Tout s’était clarifié. On entendait autour du plateau l’élargissement de la vie du monde. (II, 562) 

Des bruits précis, détachés d’une rumeur confuse (le ronflement d’une roue de scie mécanique, le sifflement d’un train), et lointains (au-delà de la forêt Grémone, dans la plaine) donnent une première sensation de distance et d’espace, complétée par la vue d’un seul oiseau (il vient des montagnes, il descend vers un large pays). S’enchaîne alors toute une série de sons qui s’appuient sur deux éléments génériques communs : les arbres (verger, arbres en fleur, bosquets de peupliers, grands ormes) et l’au-delà du plateau déjà introduit (la plaine, du delà de plus de vingt collines, la ville). De ce fait, les sons constituent plus qu’une énumération de bruits disparates, ils peuvent se suivre dans un même flot cumulatif qui enfle pour aboutir à « l’élargissement de la vie du monde ». Ce que les sens perçoivent ne concerne d’abord qu’une roue, qu’un train, qu’un oiseau, avant de se placer sous le signe du nombre (des roulements rapides de charrettes, des bosquets de peupliers, vingt collines) puis d’un Tout (le sourd grondement de la ville, tout le monde, tout s’était clarifié). Cet autre exemple atteste de ce même mouvement de l’imagination :

Elle [Marthe] voyait des loriots. Elle pensait au vent d’ouest. Parce que les loriots viennent toujours mêlés aux bourrasques. Elle voyait des rousseroles. Elle pensait à la rivière Ouvèze couchée au fond de sa vallée fauve et dans les joncs dansent les nids de rousseroles.

Elle voyait des calandres avec les tâches de rouille. Elle pensait aux fins d’été, à la touffeur des éteules, aux gémissements de la terre, aux bruits des chars, à l’envie de boire, aux landes beurrées de soleil. (…)

Chaque fois que toute la bande s’épanouissait autour du tas de graines, une fleur de plumes s’épanouissait aussi dans Marthe mais elle avait des ailes de vent, de plaines et de montagnes, des yeux de soleil, le ventre bleu du soir dans la campagne et le bruissement de tous les insectes des prés. (II, 468)

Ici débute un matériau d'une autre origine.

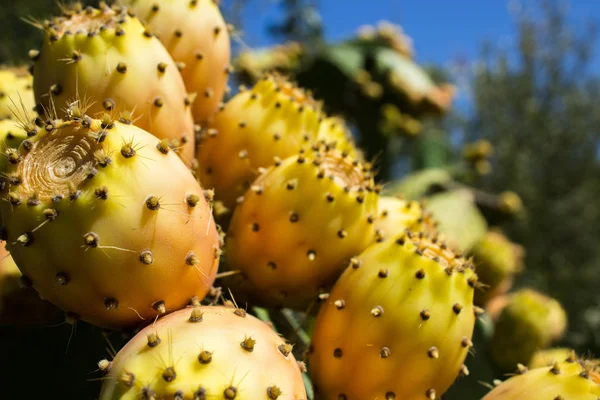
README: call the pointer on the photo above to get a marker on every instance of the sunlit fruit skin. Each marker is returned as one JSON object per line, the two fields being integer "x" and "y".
{"x": 528, "y": 322}
{"x": 298, "y": 226}
{"x": 398, "y": 323}
{"x": 16, "y": 93}
{"x": 107, "y": 223}
{"x": 107, "y": 61}
{"x": 547, "y": 357}
{"x": 395, "y": 215}
{"x": 212, "y": 352}
{"x": 272, "y": 119}
{"x": 197, "y": 38}
{"x": 571, "y": 379}
{"x": 12, "y": 133}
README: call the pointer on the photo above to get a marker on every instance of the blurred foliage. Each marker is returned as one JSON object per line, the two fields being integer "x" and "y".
{"x": 538, "y": 106}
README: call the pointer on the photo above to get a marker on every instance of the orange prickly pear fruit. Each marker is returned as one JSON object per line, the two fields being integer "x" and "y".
{"x": 200, "y": 353}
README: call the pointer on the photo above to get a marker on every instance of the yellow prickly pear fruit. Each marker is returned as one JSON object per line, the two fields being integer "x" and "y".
{"x": 273, "y": 119}
{"x": 204, "y": 353}
{"x": 107, "y": 62}
{"x": 396, "y": 215}
{"x": 334, "y": 133}
{"x": 397, "y": 325}
{"x": 547, "y": 357}
{"x": 16, "y": 92}
{"x": 107, "y": 223}
{"x": 497, "y": 260}
{"x": 571, "y": 379}
{"x": 298, "y": 226}
{"x": 530, "y": 321}
{"x": 196, "y": 36}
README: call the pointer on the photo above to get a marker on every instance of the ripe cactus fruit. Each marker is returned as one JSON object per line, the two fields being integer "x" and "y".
{"x": 273, "y": 119}
{"x": 109, "y": 57}
{"x": 297, "y": 227}
{"x": 11, "y": 136}
{"x": 497, "y": 260}
{"x": 212, "y": 352}
{"x": 396, "y": 215}
{"x": 570, "y": 379}
{"x": 16, "y": 92}
{"x": 397, "y": 325}
{"x": 99, "y": 226}
{"x": 547, "y": 357}
{"x": 197, "y": 38}
{"x": 530, "y": 321}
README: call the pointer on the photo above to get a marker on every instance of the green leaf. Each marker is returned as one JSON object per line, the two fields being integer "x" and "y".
{"x": 459, "y": 218}
{"x": 417, "y": 184}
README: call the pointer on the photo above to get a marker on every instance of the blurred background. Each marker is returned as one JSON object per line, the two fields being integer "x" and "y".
{"x": 490, "y": 110}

Ici, c’est le regard seul qui distingue quelques oiseaux. Mais chacun d’eux, au-delà de sa description, entraîne Marthe vers des pensées et des sensations les plus diverses, mais dont les indications spatiales ne sont jamais absentes (vent d’ouest, la rivière Ouvèze et sa vallée, landes beurrées de soleil, la montagne, le plateau) de sorte que, là aussi, ces évocations successives d’oiseaux ne se réduisent à quelque énumération. Le groupe d’oiseaux réunis suscite d’ailleurs en Marthe l’image d’une « fleur de plumes » associée à l’espace où sont rassemblés le vent, les plaines, les montagnes, le soleil, la campagne et les prés. Le mouvement de l’imagination ne peut se satisfaire des détails qui l’amorcent. L’accumulation de songes et d’impressions ne se limite pas aux oiseaux qui les déclenchent et les rechargent ; elle investit tout un espace. Le plateau Grémone lui-même paraît ne plus suffire. Il est question à la fin du roman d’un grand pays qui l’excède («le long des veines et des artères du grand pays au milieu duquel se trouvait le plateau Grémone» (II, 727)). Les images semblent avoir « un destin de grandissement »[20] et même de démesure[21].

C’est à ce moment-là qu’il entendit le clairon. Il jouait au fond de la nuit. Il avait des sons enroués et mouillés. Ses notes étaient comme les mains molles de Dieu. Elles s’ouvraient et, dans l’humidité moite de leurs paumes, on voyait des graines vivantes crevées de partout, débordantes de forêts et de bêtes. Les forêts ruisselaient d’entre les doigts humides, elles coulaient sur la terre, elles jaillissaient de la terre avec leurs amas de feuillages, leurs longs corridors sonores, leurs charpentes huilées de feuilles et de soleil. (II, 567-568)


Destin comparable à la poussée qui sourd de la terre et de ses fruits, au mouvement d’ex-croissance qui s’empare de la nature encline à déborder tout ce qui l’enferme.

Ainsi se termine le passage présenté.